FPALM image of an R-cut single-crystal wafer of sapphire annealed at high temperature to produce atomic terraces, labeled with PA-GFP. (A) The positions of PA-GFP molecules localized over a period of 500 s are plotted (blue points) and compared with an atomic force microscope (AFM) image (inset) of the same sample (not necessarily the same area). Atomic step dislocations spaced laterally by 200–630 nm are visible by both techniques, because the PA-GFP has localized to those dislocations upon drying. Scale bar (1 μm) applies to both the FPALM and the AFM images. Note the gradient in particle density across the dislocations shown by FPALM. The red dotted box corresponds to the profile in B. (B) Analysis of the profile of a dislocation. The histogram of molecular positions (black points) as a function of distance perpendicular to the dislocation reveals the width of the feature as visualized by FPALM. Fitting the profile with a Gaussian (red line) yielded a 1/e² half-width of 73 ± 3 nm, and an FWHM of 86 ± 4 nm.

FIGURE 9

Additional information, not available to ensemble fluorescence microscopy methods that image large numbers of molecules (≫100) simultaneously, is obtained by FPALM. (A) The number of molecules fluctuates and decays with time as FPALM frames are acquired.
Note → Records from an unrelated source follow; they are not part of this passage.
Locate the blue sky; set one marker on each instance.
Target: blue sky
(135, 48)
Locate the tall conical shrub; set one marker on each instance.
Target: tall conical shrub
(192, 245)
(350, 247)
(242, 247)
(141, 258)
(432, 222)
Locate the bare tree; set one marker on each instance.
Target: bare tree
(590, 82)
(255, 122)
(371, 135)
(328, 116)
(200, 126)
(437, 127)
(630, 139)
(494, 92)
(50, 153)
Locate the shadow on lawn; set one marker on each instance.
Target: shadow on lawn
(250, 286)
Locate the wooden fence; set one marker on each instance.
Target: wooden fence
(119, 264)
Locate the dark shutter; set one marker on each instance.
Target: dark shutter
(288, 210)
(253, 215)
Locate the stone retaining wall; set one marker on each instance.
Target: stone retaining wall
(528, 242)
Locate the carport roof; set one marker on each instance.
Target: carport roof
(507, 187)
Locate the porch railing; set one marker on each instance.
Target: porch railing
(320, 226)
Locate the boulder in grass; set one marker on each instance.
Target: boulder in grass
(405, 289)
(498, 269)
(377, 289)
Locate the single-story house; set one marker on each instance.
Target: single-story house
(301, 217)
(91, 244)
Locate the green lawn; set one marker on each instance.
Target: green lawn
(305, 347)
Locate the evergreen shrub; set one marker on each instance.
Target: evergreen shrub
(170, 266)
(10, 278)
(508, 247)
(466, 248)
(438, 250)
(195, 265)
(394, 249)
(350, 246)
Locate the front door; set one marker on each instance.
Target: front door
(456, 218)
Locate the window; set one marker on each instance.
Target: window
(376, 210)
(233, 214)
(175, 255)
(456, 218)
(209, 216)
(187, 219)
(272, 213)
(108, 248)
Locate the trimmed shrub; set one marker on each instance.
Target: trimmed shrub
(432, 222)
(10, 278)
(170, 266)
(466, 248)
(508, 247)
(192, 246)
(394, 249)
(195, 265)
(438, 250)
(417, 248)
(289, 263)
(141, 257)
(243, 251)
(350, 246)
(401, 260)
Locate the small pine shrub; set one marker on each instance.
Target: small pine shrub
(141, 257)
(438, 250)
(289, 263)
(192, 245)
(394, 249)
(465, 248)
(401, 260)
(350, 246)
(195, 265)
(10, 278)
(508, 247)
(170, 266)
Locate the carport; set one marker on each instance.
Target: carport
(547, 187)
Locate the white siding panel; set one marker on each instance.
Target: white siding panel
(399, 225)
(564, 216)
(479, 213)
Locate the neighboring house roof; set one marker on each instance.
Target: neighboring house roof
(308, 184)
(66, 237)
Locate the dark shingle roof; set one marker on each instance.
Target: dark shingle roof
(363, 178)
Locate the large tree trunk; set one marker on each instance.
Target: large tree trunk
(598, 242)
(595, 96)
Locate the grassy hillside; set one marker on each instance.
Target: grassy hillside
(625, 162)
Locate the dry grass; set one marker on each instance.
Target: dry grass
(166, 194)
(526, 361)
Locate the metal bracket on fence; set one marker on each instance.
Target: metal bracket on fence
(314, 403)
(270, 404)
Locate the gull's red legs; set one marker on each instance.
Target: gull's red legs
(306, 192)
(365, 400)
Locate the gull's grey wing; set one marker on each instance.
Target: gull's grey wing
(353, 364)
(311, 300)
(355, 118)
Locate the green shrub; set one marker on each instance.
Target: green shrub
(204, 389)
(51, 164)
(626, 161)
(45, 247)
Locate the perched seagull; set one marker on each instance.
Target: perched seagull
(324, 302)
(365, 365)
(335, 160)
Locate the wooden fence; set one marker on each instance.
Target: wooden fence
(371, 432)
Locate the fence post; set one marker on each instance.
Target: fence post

The number of fluorescent molecules within the observation volume in a widefield or confocal fluorescence microscope is difficult to determine without a calibration standard, but is obtained for every image in FPALM. A single exponential time constant (τ = 125 ± 3 s) described the decay of the number of molecules observed, consistent with depletion of a single reservoir of inactivated PA-GFP molecules. (B) The distribution of single-molecule fluorescence intensities is determined by FPALM and converted into the detected photon count rate at the center of the diffraction-limited image of the molecule. All amplitudes had a constant subtracted to account for background. Such information is useful in determining the degree of heterogeneity within a population of molecules and is typically difficult to obtain from measurements that sample large numbers of molecules simultaneously.